1. A will to hurt others psychologically and emotionally to make myself feel superior.
The most visible flaw, therefore, the most closely watched one. While I no longer make fun of those who have some apparent weakness, or make fun of close friends or family, I still am inclined to mock those I feel superior to when they give me an excuse to through their bad behavior or some perceived slight.

I’m about 80% resolved on this. Life has kicked me around enough, and I can look in the mirror now and clearly see I’m not better than anyone else by any stretch of the imagination.

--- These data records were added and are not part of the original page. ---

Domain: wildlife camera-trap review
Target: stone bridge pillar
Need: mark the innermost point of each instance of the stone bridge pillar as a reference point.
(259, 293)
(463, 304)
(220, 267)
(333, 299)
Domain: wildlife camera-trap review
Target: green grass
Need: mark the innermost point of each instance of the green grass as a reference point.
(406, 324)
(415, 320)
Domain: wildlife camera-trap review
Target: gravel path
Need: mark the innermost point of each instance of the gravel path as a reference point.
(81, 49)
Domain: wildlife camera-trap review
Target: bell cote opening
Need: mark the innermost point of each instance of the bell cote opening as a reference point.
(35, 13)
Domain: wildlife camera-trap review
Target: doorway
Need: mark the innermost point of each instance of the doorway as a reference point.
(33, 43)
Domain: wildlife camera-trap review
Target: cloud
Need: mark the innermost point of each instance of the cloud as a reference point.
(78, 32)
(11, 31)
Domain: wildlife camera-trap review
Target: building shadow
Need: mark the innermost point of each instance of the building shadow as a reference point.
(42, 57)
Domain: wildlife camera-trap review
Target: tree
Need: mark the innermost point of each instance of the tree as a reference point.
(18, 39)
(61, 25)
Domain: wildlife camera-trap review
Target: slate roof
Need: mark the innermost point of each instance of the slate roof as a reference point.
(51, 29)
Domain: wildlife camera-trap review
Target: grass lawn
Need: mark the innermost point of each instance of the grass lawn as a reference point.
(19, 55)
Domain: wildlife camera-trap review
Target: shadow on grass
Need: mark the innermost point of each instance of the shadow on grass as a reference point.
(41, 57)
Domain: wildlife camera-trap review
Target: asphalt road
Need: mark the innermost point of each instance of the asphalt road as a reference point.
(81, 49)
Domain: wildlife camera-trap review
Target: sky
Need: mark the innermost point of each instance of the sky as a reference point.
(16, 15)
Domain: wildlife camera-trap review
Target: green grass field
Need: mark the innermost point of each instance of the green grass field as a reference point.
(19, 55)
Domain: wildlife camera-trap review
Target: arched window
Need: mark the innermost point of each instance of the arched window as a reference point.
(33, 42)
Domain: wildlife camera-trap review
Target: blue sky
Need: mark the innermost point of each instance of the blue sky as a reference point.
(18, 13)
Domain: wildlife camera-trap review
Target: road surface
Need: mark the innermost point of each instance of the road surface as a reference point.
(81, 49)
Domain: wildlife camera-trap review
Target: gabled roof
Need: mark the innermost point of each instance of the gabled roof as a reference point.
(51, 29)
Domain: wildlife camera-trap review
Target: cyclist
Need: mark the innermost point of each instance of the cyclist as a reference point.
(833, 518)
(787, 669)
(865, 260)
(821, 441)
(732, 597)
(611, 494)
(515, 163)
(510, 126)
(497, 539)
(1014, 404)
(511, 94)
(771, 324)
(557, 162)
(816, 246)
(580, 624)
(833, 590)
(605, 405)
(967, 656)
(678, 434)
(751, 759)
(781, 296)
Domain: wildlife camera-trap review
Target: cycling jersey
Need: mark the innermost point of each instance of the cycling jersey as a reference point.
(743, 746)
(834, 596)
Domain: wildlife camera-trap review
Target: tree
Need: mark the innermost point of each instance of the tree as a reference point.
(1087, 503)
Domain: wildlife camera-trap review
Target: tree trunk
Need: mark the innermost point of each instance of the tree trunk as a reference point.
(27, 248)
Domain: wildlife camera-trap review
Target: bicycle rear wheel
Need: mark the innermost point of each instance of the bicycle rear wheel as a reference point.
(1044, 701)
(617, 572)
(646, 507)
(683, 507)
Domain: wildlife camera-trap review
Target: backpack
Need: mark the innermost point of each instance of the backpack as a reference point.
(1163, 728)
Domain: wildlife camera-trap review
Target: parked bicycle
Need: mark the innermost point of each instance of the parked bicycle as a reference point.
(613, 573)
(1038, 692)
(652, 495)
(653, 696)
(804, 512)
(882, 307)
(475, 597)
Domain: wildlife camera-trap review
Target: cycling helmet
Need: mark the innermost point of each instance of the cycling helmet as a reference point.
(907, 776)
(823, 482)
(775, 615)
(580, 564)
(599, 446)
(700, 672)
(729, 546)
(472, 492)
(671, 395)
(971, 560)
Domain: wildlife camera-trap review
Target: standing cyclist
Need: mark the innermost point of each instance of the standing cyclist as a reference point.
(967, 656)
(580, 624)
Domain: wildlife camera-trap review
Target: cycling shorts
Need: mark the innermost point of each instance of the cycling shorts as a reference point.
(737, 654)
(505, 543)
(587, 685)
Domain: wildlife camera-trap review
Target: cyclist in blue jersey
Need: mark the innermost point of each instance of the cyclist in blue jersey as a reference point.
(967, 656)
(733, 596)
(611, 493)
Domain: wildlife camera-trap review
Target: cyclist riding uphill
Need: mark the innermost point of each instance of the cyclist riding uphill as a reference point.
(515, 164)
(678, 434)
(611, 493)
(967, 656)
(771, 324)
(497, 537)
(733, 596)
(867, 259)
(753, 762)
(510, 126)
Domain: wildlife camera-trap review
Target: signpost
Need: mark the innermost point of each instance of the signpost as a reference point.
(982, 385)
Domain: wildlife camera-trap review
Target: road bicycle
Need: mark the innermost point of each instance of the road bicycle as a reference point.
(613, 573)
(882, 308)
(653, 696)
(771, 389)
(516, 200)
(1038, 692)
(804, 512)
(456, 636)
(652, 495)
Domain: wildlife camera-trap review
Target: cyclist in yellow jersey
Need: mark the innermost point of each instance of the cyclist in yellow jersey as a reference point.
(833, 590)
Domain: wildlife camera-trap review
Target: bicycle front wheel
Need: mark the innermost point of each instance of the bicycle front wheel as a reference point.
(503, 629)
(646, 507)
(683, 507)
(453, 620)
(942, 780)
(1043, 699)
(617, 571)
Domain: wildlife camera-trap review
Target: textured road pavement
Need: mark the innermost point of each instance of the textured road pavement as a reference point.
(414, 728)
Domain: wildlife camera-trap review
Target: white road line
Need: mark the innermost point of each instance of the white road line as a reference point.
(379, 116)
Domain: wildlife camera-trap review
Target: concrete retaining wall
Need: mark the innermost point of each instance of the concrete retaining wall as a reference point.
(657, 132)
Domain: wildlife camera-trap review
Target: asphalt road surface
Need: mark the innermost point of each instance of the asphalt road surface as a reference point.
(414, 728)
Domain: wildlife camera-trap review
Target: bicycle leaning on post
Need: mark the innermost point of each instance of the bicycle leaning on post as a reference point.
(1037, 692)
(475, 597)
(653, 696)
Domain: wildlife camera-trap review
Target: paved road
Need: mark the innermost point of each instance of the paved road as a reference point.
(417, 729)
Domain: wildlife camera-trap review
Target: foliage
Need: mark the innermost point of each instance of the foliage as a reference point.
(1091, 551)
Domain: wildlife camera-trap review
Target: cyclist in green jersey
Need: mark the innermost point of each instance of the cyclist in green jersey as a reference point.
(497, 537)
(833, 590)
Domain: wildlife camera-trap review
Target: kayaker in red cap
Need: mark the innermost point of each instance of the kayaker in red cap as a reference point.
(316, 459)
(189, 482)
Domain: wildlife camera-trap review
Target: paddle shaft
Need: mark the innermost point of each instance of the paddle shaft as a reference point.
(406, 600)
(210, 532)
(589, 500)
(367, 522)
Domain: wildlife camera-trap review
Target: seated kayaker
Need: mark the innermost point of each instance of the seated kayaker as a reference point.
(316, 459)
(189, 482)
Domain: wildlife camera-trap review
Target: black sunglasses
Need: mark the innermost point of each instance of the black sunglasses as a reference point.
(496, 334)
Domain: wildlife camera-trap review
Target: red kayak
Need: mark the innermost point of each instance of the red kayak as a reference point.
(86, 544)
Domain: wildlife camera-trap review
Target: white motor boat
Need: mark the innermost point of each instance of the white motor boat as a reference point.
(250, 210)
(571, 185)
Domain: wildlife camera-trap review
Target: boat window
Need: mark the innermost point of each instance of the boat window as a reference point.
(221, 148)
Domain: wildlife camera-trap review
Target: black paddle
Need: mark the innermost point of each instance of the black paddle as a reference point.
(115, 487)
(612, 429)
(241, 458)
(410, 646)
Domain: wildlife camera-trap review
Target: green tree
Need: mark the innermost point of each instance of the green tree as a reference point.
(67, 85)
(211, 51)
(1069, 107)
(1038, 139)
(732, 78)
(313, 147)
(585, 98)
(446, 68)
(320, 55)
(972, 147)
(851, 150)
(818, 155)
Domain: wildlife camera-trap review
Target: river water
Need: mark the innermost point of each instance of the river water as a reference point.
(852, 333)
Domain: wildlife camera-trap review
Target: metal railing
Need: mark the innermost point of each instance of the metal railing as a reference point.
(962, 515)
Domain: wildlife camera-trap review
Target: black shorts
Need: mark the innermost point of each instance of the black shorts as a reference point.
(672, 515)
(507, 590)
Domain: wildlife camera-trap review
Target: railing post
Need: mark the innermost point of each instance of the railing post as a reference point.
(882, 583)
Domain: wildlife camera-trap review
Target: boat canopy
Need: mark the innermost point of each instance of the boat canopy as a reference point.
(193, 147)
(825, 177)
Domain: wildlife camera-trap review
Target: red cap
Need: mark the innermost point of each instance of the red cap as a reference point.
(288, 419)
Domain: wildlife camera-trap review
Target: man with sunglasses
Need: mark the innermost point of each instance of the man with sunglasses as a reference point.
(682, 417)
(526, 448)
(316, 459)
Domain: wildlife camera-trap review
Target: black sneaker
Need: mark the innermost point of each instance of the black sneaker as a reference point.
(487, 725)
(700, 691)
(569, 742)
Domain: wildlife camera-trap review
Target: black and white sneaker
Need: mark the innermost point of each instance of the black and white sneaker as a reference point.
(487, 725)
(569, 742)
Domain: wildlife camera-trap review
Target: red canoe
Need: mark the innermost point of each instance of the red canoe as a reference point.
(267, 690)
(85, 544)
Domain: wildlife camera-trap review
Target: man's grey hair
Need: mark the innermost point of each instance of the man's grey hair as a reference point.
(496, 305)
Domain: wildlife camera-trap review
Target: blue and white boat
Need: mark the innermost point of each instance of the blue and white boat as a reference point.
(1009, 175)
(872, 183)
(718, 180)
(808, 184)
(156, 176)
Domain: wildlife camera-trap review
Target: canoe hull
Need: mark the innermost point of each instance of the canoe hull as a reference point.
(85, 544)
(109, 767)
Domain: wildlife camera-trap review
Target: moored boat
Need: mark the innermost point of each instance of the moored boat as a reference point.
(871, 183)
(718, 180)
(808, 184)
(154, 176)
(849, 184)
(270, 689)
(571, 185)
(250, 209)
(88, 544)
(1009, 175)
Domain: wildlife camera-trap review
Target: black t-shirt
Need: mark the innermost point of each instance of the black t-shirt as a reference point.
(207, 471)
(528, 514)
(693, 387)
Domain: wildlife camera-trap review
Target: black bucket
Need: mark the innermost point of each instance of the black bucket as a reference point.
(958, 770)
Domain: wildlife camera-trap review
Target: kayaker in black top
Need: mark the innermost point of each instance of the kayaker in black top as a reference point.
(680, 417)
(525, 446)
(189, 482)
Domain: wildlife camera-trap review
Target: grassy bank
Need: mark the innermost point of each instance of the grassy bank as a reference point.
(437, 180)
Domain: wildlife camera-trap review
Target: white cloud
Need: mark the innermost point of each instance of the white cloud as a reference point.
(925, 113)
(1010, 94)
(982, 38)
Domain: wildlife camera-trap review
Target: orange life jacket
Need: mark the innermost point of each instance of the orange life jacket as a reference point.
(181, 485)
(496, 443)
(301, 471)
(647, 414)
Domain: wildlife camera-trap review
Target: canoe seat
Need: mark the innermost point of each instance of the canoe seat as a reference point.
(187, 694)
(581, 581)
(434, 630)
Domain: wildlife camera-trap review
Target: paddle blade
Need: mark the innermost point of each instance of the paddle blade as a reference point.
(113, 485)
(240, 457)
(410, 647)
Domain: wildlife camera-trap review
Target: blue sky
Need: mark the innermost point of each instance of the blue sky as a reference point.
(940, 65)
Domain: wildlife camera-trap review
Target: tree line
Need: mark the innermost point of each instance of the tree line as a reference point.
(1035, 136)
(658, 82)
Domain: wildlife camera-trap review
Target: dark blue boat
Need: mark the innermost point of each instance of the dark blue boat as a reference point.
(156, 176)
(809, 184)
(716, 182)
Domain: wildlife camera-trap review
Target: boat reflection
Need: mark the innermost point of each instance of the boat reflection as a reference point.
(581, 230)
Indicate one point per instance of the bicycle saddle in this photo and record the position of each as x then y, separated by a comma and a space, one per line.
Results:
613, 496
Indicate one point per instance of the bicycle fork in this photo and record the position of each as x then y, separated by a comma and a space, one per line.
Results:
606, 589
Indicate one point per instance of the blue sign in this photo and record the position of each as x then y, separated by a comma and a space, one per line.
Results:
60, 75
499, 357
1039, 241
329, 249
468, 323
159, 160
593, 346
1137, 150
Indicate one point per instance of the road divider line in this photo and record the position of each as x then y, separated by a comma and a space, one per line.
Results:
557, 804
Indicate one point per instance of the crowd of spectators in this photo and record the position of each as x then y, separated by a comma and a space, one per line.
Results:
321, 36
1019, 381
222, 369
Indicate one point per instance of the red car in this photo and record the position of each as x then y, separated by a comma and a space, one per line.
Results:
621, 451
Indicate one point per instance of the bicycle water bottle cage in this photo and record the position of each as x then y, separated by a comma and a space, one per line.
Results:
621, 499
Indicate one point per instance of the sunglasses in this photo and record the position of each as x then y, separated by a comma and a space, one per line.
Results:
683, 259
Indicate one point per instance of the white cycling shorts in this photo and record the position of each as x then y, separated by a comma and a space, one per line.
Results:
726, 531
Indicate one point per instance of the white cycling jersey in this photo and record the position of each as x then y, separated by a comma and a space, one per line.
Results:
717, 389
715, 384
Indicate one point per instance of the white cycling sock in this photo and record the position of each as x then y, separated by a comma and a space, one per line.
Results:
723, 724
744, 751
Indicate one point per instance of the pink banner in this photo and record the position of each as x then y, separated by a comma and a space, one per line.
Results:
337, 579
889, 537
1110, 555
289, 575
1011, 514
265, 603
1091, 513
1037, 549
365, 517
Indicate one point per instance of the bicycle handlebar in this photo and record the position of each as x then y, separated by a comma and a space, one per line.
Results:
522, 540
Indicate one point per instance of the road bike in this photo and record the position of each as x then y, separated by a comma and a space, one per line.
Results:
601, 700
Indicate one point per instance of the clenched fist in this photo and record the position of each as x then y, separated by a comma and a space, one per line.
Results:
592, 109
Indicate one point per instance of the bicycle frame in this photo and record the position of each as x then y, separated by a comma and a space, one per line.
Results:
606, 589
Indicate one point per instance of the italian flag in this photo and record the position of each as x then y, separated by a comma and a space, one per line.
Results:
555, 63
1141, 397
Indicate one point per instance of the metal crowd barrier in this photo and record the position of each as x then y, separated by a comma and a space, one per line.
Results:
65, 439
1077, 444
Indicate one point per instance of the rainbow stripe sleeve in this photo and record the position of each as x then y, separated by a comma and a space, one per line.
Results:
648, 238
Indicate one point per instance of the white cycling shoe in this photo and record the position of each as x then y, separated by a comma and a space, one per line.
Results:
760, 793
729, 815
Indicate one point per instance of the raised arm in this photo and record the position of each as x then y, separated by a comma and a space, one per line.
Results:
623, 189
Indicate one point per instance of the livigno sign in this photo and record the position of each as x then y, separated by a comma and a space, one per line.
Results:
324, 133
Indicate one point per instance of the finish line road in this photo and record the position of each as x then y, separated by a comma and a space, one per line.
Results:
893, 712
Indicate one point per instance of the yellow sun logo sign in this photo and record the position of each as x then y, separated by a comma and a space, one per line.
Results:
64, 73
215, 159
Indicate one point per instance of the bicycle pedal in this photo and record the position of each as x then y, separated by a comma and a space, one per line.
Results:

2. An inclination to expend undue amounts of mental energy on creating impossible fantasy worlds for escapist purposes.
This still happens on almost a nightly basis. This can only be combated through persistent asking of the question: how much of this is worth contemplating or considering given the face of a reality that persistently indicates otherwise? For example, the ages-old yearning to travel back in time and relive some part of my past, to derive a better outcome for life back in the present. Were this even remotely possible via some combination of self will, cosmic powers and yet unknown physical forces operating in higher dimensions, there is not one shred of evidence that all my fantasy-creation would contribute to accomplishing it.

I’m about 70% of the way here. The more stress and chaos in my life, the more likely this one is to re-appear.

3. Lack of self control, especially when nervous around large groups of people, or when I’m hungry or tired.
This has been a slower process of change. I am about 60% of the way there.

4. Unwillingness to face reality head on, and build practicable, goal setting strategies to obtain financial freedom and happiness in my profession.

I’m probably about 30% accomplished with this one. I now have some awareness of how to obtain significant results by finding the right balance of knowing when repetition and focus is important to improve at something, and when it is simply doing the same bad thing over and over again and getting nowhere new.